Le monde du cinéma est sur le point d’imposer son obligation d’investissement pour les plateformes en ligne. Une manière de faire payer ceux qui ont trouvé une solution au défi d’internet et, indirectement, un public qui n’a rien demandé.

Un dîner. Une soirée. Un festival. Des politiciens invités. Un puissant lobby qui réunit toute la crème des commissions des Chambres fédérales pour les convaincre de voter une loi, des dizaines de millions à la clé.

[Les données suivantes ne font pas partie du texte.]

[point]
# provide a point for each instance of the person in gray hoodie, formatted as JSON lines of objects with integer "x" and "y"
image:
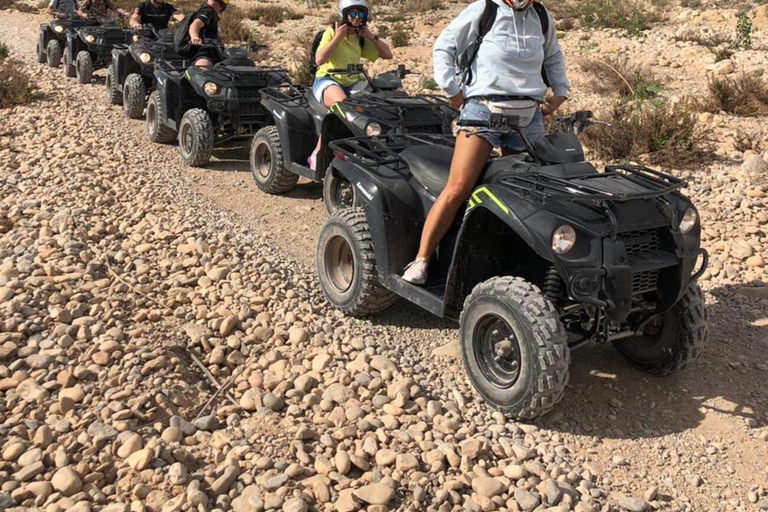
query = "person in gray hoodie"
{"x": 509, "y": 66}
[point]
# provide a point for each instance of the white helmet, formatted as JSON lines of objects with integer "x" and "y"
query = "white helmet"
{"x": 519, "y": 5}
{"x": 344, "y": 6}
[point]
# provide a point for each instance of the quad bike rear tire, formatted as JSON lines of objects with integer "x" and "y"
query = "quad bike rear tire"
{"x": 114, "y": 95}
{"x": 675, "y": 340}
{"x": 53, "y": 53}
{"x": 69, "y": 69}
{"x": 156, "y": 130}
{"x": 346, "y": 265}
{"x": 40, "y": 52}
{"x": 196, "y": 137}
{"x": 84, "y": 67}
{"x": 338, "y": 193}
{"x": 134, "y": 96}
{"x": 514, "y": 347}
{"x": 267, "y": 163}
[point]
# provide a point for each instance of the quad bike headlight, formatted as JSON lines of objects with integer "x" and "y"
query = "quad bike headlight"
{"x": 210, "y": 88}
{"x": 372, "y": 129}
{"x": 563, "y": 239}
{"x": 690, "y": 218}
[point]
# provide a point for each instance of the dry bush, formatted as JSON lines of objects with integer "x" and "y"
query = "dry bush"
{"x": 618, "y": 75}
{"x": 16, "y": 87}
{"x": 657, "y": 133}
{"x": 271, "y": 15}
{"x": 745, "y": 95}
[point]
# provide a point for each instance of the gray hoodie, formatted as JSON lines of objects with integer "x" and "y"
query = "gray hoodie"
{"x": 509, "y": 60}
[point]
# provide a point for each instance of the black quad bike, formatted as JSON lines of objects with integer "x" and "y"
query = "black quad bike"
{"x": 52, "y": 38}
{"x": 90, "y": 48}
{"x": 131, "y": 76}
{"x": 549, "y": 254}
{"x": 279, "y": 152}
{"x": 206, "y": 106}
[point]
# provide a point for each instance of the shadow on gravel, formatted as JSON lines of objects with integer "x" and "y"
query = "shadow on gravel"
{"x": 608, "y": 398}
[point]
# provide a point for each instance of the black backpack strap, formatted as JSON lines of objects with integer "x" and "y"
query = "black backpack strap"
{"x": 544, "y": 19}
{"x": 484, "y": 25}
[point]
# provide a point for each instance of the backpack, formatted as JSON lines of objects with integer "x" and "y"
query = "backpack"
{"x": 313, "y": 49}
{"x": 485, "y": 24}
{"x": 181, "y": 40}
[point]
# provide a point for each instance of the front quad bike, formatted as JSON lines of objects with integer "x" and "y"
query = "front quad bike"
{"x": 548, "y": 255}
{"x": 207, "y": 106}
{"x": 279, "y": 152}
{"x": 90, "y": 49}
{"x": 131, "y": 76}
{"x": 52, "y": 38}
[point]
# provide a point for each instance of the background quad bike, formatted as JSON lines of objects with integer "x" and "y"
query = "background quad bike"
{"x": 548, "y": 255}
{"x": 52, "y": 38}
{"x": 90, "y": 48}
{"x": 202, "y": 107}
{"x": 131, "y": 76}
{"x": 279, "y": 151}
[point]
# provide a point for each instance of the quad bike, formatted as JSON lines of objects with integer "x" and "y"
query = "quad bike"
{"x": 52, "y": 38}
{"x": 548, "y": 254}
{"x": 279, "y": 151}
{"x": 206, "y": 106}
{"x": 90, "y": 49}
{"x": 131, "y": 76}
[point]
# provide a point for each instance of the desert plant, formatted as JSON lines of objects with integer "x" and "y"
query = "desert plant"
{"x": 630, "y": 16}
{"x": 271, "y": 15}
{"x": 16, "y": 87}
{"x": 745, "y": 95}
{"x": 400, "y": 37}
{"x": 743, "y": 32}
{"x": 658, "y": 132}
{"x": 618, "y": 75}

Si cette soirée au Festival de Locarno avait été le fait d’un assureur ou d’une pharma, Le Courrier en aurait fait sa une, scandalisé. Mais bon, c’est pour la culture. Une branche économique sympa, intouchable, qui hyperventile depuis des mois pour faire adopter la taxe Netflix la plus chère possible.

Grand écran versus grand réseau

Le grand écran et le grand réseau, c’est vingt ans de relations compliquées. D’abord, on a cru qu’internet ne servirait jamais qu’aux adolescents qui pratiquaient le téléchargement compulsif sur Napster et Kazaa. Puis sont arrivées les plateformes de streaming. De simples diffuseurs, elles sont devenues les plus grands producteurs de films, surclassant allègrement les grandes maisons historiques.

La partition est connue, répétée. Les Américains ont tout inventé, à peu près dans un garage (il y a vingt-cinq ans, Netflix envoyait des DVD par la poste…). Prime, Netflix, Disney +, Apple TV ou Sky: ils traversent tous l’Atlantique pour nous inonder de films et de séries. Pendant ce temps, l’Europe n’a su que légiférer, taxer, réglementer. A propos de l’ordre de sortie des films, sur les exclus des festivals ou les soutiens aux salles obscures. Pour finalement se rendre à l’évidence: notre cinéma est à la traîne. A tel point qu’il faut maintenant des lois pour forcer les plateformes américaines à accepter nos productions.

Fière comme un pou

Derrière l’étendard ridicule de sa propre exception, l’industrie culturelle est devenue bien triste, réduite à supplier le législateur à coups de dîners au bord du lac Majeur de bien vouloir jouer les arbitres face aux grands noms de l’entertainement. Fière comme un pou, elle proclame sans rougir que sa planche de salut ne réside pas dans la qualité de ses productions ou sa capacité à trouver son public, mais dans l’intervention de vos élus pour choisir à votre place ce qui est bon pour vous.

Sans doute que l’opération sera couronnée de succès. Les parlementaires donneront 4% des recettes des plateformes au cinéma suisse qui se gargarisera de ce succès. A l’inverse, il n’est pas certain que l’histoire du 7e art n’en retienne autre chose que la poursuite de la décadence inéluctable d’une culture autocentrée qui perd son public et son futur.